手がかりをつなぎ合わせる作業が妙に楽しくなる時がある。そういう気分で書くと、'
ドレッドノート'の謎は多層的で、まるでパズルのピースが時間差で噛み合っていくように感じられる。
まず、コミュニティ内でよく見かける解釈を三つに分けてみる。ひとつ目は文字どおりの「隠されたプロット要素」派で、作者が物語の鍵として意図的に散りばめた暗号や伏線が、後の展開やサイドストーリーにつながると考える人たちだ。証拠としては、反復する記号、地図の断片、台詞の微妙な言い回しが挙げられる。ふたつ目は「象徴的・テーマ的」派。ここではノートそのものが権力や記憶、喪失といった大きなテーマの象徴だと読み替えられ、事件や登場人物の行動は個人的・社会的な寓話として解釈される。三つ目はもっと遊び心のある見方で、制作者のメタ的な仕掛け、つまり読者を巻き込むための『謎としての謎』と捉えるものだ。

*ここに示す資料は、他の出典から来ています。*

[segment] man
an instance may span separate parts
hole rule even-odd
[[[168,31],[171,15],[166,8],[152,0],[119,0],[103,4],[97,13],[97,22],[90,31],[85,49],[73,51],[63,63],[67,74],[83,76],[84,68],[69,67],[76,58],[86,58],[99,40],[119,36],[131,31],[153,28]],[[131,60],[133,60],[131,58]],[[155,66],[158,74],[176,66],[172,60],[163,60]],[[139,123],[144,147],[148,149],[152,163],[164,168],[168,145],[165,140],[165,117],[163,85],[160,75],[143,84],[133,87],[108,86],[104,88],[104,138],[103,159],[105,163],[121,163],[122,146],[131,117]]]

私が注目しているのは、こうした解釈が相互に影響し合っている点だ。誰かが「この数字は暗号だ」と突き止めれば、別の誰かがその暗号をテーマ読みの材料にして新しい説を作る。そのプロセスがまた新たな検証材料を生み出し、コミュニティ全体で意味が発酵していく。個人的には、'ドレッドノート'の謎は完全に解かれるためのものではなく、解かれることで作品の奥行きが増すタイプの仕掛けだと感じる。だから、どの解釈が“正しい”かを巡る論争自体が、この作品の楽しみ方の一部になっている。
過去作の類例を引けば、冒険譚に隠された象徴を巡る議論は決して目新しくない。けれども、ここでは現代的な情報共有と解析ツールが加わるぶん、解釈の速さも複雑さも格段に違う。だからこそ、私はある程度の混沌を肯定する。結論めいたことを言えば、謎は読者の参加を促す装置であり、その多様な読みが作品を長く生かしている――そう思っている。